Based on the population pharmacokinetics analysis conducted in 105 pediatric patients (2 to 21 years old) with cancer, the geometric mean estimates of CL/F/BSA (apparent clearance normalized to body surface area) were comparable across the three age groups: 2 to 6 years (n = 29), 7 to 16 years (n = 59), and 17 to 21 years (n = 17).
Of the 1297 subjects in clinical studies of erlotinib for the treatment of NSCLC and pancreatic cancer 40% were 65 and older while 10% were 75 and older.
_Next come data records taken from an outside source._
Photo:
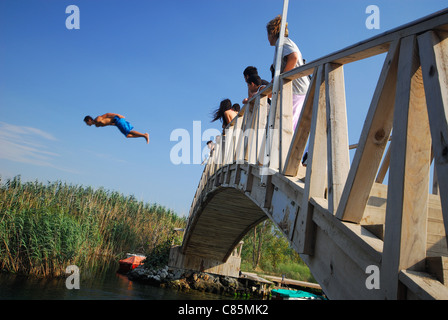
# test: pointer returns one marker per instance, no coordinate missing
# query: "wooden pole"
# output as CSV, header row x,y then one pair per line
x,y
275,91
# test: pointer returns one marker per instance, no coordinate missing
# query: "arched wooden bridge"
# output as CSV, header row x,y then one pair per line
x,y
361,236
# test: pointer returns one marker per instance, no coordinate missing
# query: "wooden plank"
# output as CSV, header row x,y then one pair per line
x,y
300,137
315,181
422,286
286,125
384,167
338,153
373,46
434,60
251,148
408,187
374,137
261,132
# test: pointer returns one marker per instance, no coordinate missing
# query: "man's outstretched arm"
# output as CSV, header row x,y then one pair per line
x,y
111,115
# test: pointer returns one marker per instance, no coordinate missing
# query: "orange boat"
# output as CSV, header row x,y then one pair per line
x,y
130,263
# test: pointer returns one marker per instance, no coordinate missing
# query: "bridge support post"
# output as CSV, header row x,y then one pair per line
x,y
229,268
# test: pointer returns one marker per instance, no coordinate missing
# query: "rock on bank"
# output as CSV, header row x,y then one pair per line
x,y
194,280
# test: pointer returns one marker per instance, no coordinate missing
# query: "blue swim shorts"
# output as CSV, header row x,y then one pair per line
x,y
122,125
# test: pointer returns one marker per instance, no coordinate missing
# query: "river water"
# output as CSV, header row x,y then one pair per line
x,y
108,286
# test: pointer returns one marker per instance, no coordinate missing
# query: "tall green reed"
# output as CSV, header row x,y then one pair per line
x,y
46,227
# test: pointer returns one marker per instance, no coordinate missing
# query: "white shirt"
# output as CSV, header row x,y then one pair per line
x,y
300,85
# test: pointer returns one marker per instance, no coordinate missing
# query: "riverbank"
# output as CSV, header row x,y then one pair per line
x,y
188,280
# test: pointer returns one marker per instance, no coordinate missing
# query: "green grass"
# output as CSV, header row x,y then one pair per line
x,y
46,227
No overall differences in safety or efficacy were observed between subjects 65 years and older and those younger than 65.
Hepatic failure and hepatorenal syndrome, including fatal cases, can occur with erlotinib treatment in patients with normal hepatic function; the risk of hepatic toxicity is increased in patients with baseline hepatic impairment [see Warnings and Precautions (5.3), Adverse Reactions (6.1, 6.2), and Dosage and Administration]. Monitor patients with hepatic impairment (total bilirubin greater than upper limit of normal (ULN) or Child-Pugh A, B and C) during therapy with erlotinib. Treatment with erlotinib should be used with increased monitoring in patients with total bilirubin greater than 3 x ULN [see Warnings and Precautions (5.3), Adverse Reactions (6.1, 6.2), and Dosage and Administration (2.4)].
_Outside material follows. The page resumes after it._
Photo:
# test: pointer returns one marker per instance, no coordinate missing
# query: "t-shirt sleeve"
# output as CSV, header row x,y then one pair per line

Withhold erlotinib in patients with an overdose or suspected overdose and institute symptomatic treatment.
Erlotinib, a kinase inhibitor, is a quinazolinamine with the chemical name N-(3-ethynylphenyl)-6,7-bis(2-methoxyethoxy)-4-quinazolinamine. Erlotinib tablet contains erlotinib as the hydrochloride salt that has the following structural formula:
Erlotinib hydrochloride has the molecular formula C22 H23 N3 O4 .HCl and a molecular weight of 429.9. The molecule has a pKa of 5.42 at 25°C. It is freely soluble in formic acid, very slightly soluble in N,N-Dimethyl formamide and practically insoluble in water.
Erlotinib tablets for oral administration are available in three dosage strengths containing erlotinib hydrochloride (27.3 mg, 109.3 mg and 163.9 mg) equivalent to 25 mg, 100 mg and 150 mg erlotinib and the following inactive ingredients: lactose monohydrate, microcrystalline cellulose, sodium starch glycolate, magnesium stearate and sodium lauryl sulfate. The film-coat inactive ingredients are hypromellose, hydroxypropyl cellulose, titanium dioxide and polyethylene glycol 400.